In the Detect and Refine Fusion Genes dialog, it is possible to change the Promiscuity threshold, i.e., the maximum number of different fusion partners reported for a gene. You can also check for exon skippings by enabling the "Detect exon skippings" option, as well as check for fusions with novel exon boundaries by enabeling the "Detect fusions with novel exon boundaries" option. This dialog is shown in figure 15.17
The QC for Target Sequencing cannot be modified in this workflow and the coverage restriction is kept at 100x for calculating TMB score.
The dialog for Copy Number Variant Detection allows you to specify a control mapping against which the coverage pattern in your sample will be compared in order to call CNVs. If you do not specify a control mapping, or if the target regions files contains fewer than 50 regions, the Copy Number Variation analysis will not be carried out.
Please note that if you want the copy number variation analysis to be done, it is important that the control mapping supplied is a meaningful control for the sample being analyzed. Mapping of control samples for the CNV analysis can be done using the workflows described in Create QIAseq DNA CNV Control Mapping workflows.
A meaningful control must satisfy two conditions: (1) It must have a copy number status that it is meaningful for you to compare your sample against. For panels with targets on the X and Y chromosomes, the control and sample should be matched for gender. (2) The control read mapping must result from the same type of processing that will be applied to the sample. One way to achieve this is to process the control using the workflow (without providing a control mapping for the CNV detection component) and then to use the resulting UMI reads track as the control in subsequent workflow runs.
Figure 15.18: The Copy Number Variation Detection dialog. Here 3 control samples have been selected.
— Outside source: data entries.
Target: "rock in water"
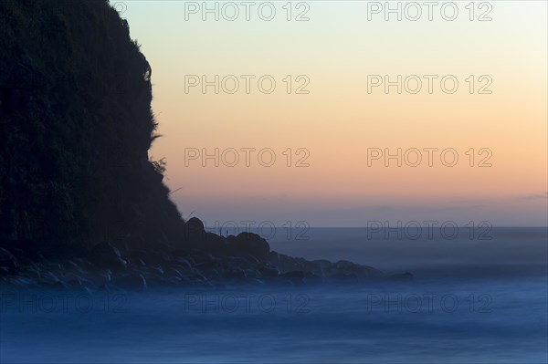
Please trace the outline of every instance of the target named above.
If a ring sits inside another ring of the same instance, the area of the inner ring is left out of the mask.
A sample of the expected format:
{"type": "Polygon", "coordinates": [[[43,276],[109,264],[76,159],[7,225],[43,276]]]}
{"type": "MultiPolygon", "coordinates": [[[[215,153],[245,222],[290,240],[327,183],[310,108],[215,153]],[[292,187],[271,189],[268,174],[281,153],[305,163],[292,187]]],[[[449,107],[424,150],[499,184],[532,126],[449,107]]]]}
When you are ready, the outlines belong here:
{"type": "Polygon", "coordinates": [[[120,251],[109,243],[95,245],[91,250],[90,261],[98,266],[114,269],[125,268],[128,264],[121,258],[120,251]]]}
In practice it is recommended to either use a matched control sample, or to use at least 5 control samples. Increasing the number of samples beyond this does not typically improve results.
The parameters for variant detection are not adjustable and have been set to generate an initial pool of all potential variants. These are then passed through a series of filters to remove variants that are suspected artifacts. Variants failing to meet the (adjustable) thresholds for quality, read direction bias, location (low frequency indels within homopolymer stretches), frequency or coverage would not be included in the filtered output.
Some filters only remove alternative alleles - and not reference alleles - as this potentially leads to wrong interpretation of variants by the VCF exporter where such variants could be misinterpreted as hemizygote when the reference allele is missing.
The frequency cutoff is the only open parameter in this workflow and the workflow can detect down to 1% variant frequency. Even when setting the frequency lower it will not output lower frequencies as the variant calling is initially done down to 1% by the variant caller in this workflow. Further adjustments needs to be done by opening a copy of the workflow.
Configure the result handling and in the last dialog, choose to Save the results of the workflow and specify a location in the Navigation Area.